After much drama, the Twitter board has agreed to a $44 billion takeover bid by Elon Musk, putting the micro-blogging site on a long list of high-profile companies owned and run by the billionaire. A major change that will arise from this development is that Twitter will stop being listed on the stock exchange and become a private entity.
An active user of the platform, Elon Musk has said in a statement, “Free speech is the bedrock of a functioning democracy, and Twitter is the digital town square where matters vital to the future of humanity are debated.” He has also advocated to make Twitter a better place by bringing in new features, making the algorithms open-source, and defeating spambots.
Earlier this year, Musk started a steady buying frenzy of Twitter shares, acquiring a 5 percent stake in the company by March of 2022. Early this month, 9.13 percent of Twitter’s overall shares were owned by him, making him the single largest shareholder.

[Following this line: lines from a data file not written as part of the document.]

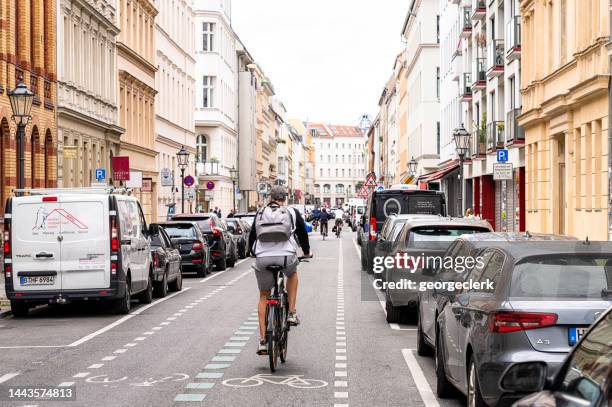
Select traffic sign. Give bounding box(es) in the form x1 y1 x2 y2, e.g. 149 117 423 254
497 150 508 163
96 168 106 181
493 163 513 181
183 175 195 187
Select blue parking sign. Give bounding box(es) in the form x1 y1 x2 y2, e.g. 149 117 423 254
497 150 508 163
96 168 106 181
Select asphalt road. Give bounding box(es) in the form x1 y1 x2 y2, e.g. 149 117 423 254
0 233 465 407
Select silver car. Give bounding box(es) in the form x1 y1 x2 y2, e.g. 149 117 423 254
435 241 612 407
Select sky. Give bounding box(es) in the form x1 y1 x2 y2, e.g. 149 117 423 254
232 0 409 125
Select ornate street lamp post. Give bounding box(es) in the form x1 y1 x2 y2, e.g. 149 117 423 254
176 146 189 217
453 123 470 216
8 78 34 189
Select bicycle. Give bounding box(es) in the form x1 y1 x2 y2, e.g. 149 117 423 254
266 257 308 373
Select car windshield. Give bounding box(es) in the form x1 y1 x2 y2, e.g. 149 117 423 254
510 254 612 299
164 225 196 239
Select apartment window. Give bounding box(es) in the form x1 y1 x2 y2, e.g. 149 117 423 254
202 76 215 107
202 23 215 52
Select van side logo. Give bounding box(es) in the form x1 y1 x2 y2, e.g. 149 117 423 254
32 206 88 230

A few days later, the Twitter board offered him a seat, which would prohibit him from acquiring more than 14.9 percent of the company.

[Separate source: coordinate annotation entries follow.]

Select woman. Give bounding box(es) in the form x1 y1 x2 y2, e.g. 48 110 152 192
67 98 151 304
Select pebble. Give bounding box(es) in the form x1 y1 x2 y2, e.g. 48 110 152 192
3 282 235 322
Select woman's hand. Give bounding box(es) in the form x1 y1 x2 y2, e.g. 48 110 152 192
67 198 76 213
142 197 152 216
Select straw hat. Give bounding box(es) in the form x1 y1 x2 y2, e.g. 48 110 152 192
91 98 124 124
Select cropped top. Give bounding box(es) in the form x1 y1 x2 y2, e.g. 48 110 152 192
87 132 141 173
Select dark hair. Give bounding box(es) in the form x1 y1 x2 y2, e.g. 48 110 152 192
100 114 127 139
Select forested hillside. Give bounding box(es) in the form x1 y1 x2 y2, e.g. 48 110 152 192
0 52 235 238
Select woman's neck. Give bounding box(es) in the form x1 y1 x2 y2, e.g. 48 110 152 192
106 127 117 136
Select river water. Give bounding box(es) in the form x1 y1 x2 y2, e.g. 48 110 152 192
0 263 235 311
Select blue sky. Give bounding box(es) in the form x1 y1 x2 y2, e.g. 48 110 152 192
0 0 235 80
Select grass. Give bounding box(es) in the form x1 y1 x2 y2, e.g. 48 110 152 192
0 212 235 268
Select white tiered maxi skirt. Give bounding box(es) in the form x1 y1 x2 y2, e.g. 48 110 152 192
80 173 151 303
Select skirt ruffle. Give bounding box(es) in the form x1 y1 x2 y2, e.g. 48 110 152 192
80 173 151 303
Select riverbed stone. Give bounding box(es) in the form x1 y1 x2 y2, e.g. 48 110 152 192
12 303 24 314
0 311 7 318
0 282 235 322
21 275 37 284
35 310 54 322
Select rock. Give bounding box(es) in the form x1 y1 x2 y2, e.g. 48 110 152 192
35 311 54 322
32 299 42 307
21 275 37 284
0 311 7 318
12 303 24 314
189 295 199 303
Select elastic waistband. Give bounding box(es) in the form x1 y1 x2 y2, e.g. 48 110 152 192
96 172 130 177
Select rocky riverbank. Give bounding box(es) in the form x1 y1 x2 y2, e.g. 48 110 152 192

🚀💫♥️ Yesss!!! ♥️💫🚀 pic.twitter.com/0T9HzUHuh6
— Elon Musk (@elonmusk) April 25, 2022
When Musk eventually declined this offer, his intentions had become more than clear and a few days later, he made a $43 billion offer to buy Twitter and make it a private entity. This led to the Twitter board adopting a ‘poison pill’ strategy that would make it difficult for Musk to facilitate the takeover.
But the board finally relented yesterday and Twitter is now owned by Elon Musk against a $44 billion deal. According to The Verge, current CEO Parag Agrawal has told employees that no layoffs are planned as of now and that he will remain CEO until the deal is closed. He didn’t mention what will happen after that though.